Fires and explosions have been reported at military targets inside Russia and Russian-occupied parts of Ukraine, in the latest of a string of apparent sabotage missions deep inside Russian-held territory as western officials suggested the conflict had reached deadlock.
Two Russian villages were evacuated after a blaze at a munitions depot near the Ukrainian border in Belgorod province. “An ammunition depot caught fire near the village of Timonovo”, less than 30 miles (50km) from the border, the regional governor, Vyacheslav Gladkov, said in a statement, adding that no casualties had been reported.
At least four explosions were reported near the major Belbek airbase, north of Sevastopol in the occupied Crimean peninsula. The pro-Russia governor of Sevastopol, Mikhail Razvozhayev, said: “There is no damage. No one was hurt.”

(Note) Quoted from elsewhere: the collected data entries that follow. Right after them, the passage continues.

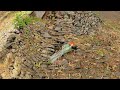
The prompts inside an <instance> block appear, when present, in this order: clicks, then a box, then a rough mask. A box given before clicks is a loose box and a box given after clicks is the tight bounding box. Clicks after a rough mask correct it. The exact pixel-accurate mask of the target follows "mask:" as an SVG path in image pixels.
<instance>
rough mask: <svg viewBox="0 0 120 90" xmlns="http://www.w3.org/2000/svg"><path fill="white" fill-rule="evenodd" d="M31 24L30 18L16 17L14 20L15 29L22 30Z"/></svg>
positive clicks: (18, 16)
mask: <svg viewBox="0 0 120 90" xmlns="http://www.w3.org/2000/svg"><path fill="white" fill-rule="evenodd" d="M31 22H32V18H31V17H30V16H26V17H24V18H23V17H22V15H17V16H16V18H15V20H14V25H15V28H17V29H23V27H25V26H26V25H28V24H30V23H31Z"/></svg>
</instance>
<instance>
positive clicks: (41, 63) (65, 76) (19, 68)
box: [2, 11, 120, 79]
mask: <svg viewBox="0 0 120 90" xmlns="http://www.w3.org/2000/svg"><path fill="white" fill-rule="evenodd" d="M43 19H44V21H46V23H44V22H34V23H33V24H31V25H29V26H27V27H25V28H24V29H23V30H22V29H21V30H18V32H19V33H18V34H13V35H12V36H11V37H10V38H9V39H8V43H7V44H6V46H5V47H6V48H5V49H6V50H8V52H9V53H12V57H13V59H12V61H14V62H10V63H11V64H12V65H11V67H13V68H11V69H9V71H7V70H5V71H6V72H10V73H9V74H8V76H5V75H7V74H6V73H5V72H4V73H2V77H3V78H17V79H45V78H46V79H52V78H53V79H56V78H57V79H75V78H77V79H80V78H120V73H119V71H120V61H119V58H120V50H119V49H120V48H119V47H120V43H119V42H120V41H119V40H120V35H119V33H118V32H119V31H113V30H112V29H110V28H109V27H106V26H102V29H101V28H98V27H99V26H101V22H102V21H101V20H100V19H99V18H98V17H97V16H96V15H95V14H93V13H92V12H72V11H71V12H65V11H61V12H59V11H56V12H48V13H47V15H46V16H45V17H44V18H43ZM76 32H77V33H76ZM71 40H72V41H74V42H75V44H76V45H77V50H74V51H73V52H70V53H67V54H65V55H64V56H62V57H61V58H59V59H58V60H57V62H56V63H54V64H52V65H47V64H46V62H47V60H49V57H50V56H51V55H53V54H54V53H55V52H57V51H58V50H60V49H61V47H62V45H63V44H64V43H66V42H68V41H71ZM8 55H9V54H8ZM7 58H8V57H7ZM10 63H9V65H10ZM8 67H10V66H7V68H8Z"/></svg>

The overnight incidents on Thursday came days after devastating explosions at a major airbase and a munitions depot in Crimea. After those attacks, many Russians raced to leave the peninsula, with a record 38,000 cars crossing on Tuesday.
Closer to the southern frontline, Kyiv also announced a number of overnight strikes behind Russian lines in Ukraine’s southern Kherson province, including at a bridge at the Kakhovska Dam, one of the last routes for Russia to supply thousands of troops on the west bank of the Dnipro River.
Ukraine hopes its apparent newfound ability to hit Russian targets behind the frontline can turn the tide in the conflict, disrupting the supply lines that Moscow needs to support its occupation.
Ukraine’s president, Volodymyr Zelenskiy, said on Wednesday that panicking Russians have realised that Crimea is “not a place for them” and hinted that more attacks could lie ahead.
He urged Ukrainians to stay away from enemy command posts and logistics bases. “Do not approach the military objects of the Russian army,” he said.
Crimea is a key hub for the Russian invasion and the UK’s Ministry of Defence (MoD) said Russia’s military leaders were likely to be “increasingly concerned” about the setbacks there, even if Moscow has dismissed them as local “sabotage”.
Six alleged Islamist extremists were detained on Wednesday, according to Crimea’s Moscow-appointed head, Sergey Aksyonov. It was not clear what relation – if any – those arrested had to the recent attacks.
According to a briefing by western officials on Friday, the recent explosions in Crimea have had a major psychological effect on Moscow’s leadership, with its invasion now at “near operational standstill”.
More than half of the combat jets in the Russian navy’s Black Sea fleet were put out of action in blasts last week at the Saky military airfield in western Crimea – an area that Moscow previously considered secure, according to the MoD.
Russia has denied that any aircraft were damaged in what it called an accident at the base, although commercial satellite pictures showed at least eight warplanes completely burnt out and several huge impact craters. Moscow sacked the head of the Black Sea fleet this week.
“The incidents have been having a material effect on Russia’s logistics support, but as importantly, there’s a significant psychological effect on the Russian leadership,” one western official said, adding that the attacks had forced the Black Sea fleet into a defensive posture and stymied Russia’s ability to launch a successful amphibious assault on Odesa, on Ukraine’s south-western coast.
The strikes have come as the war has entered a phase of “near operational standstill”, with neither side’s ground forces having enough concentrated combat power to launch effective offensive actions.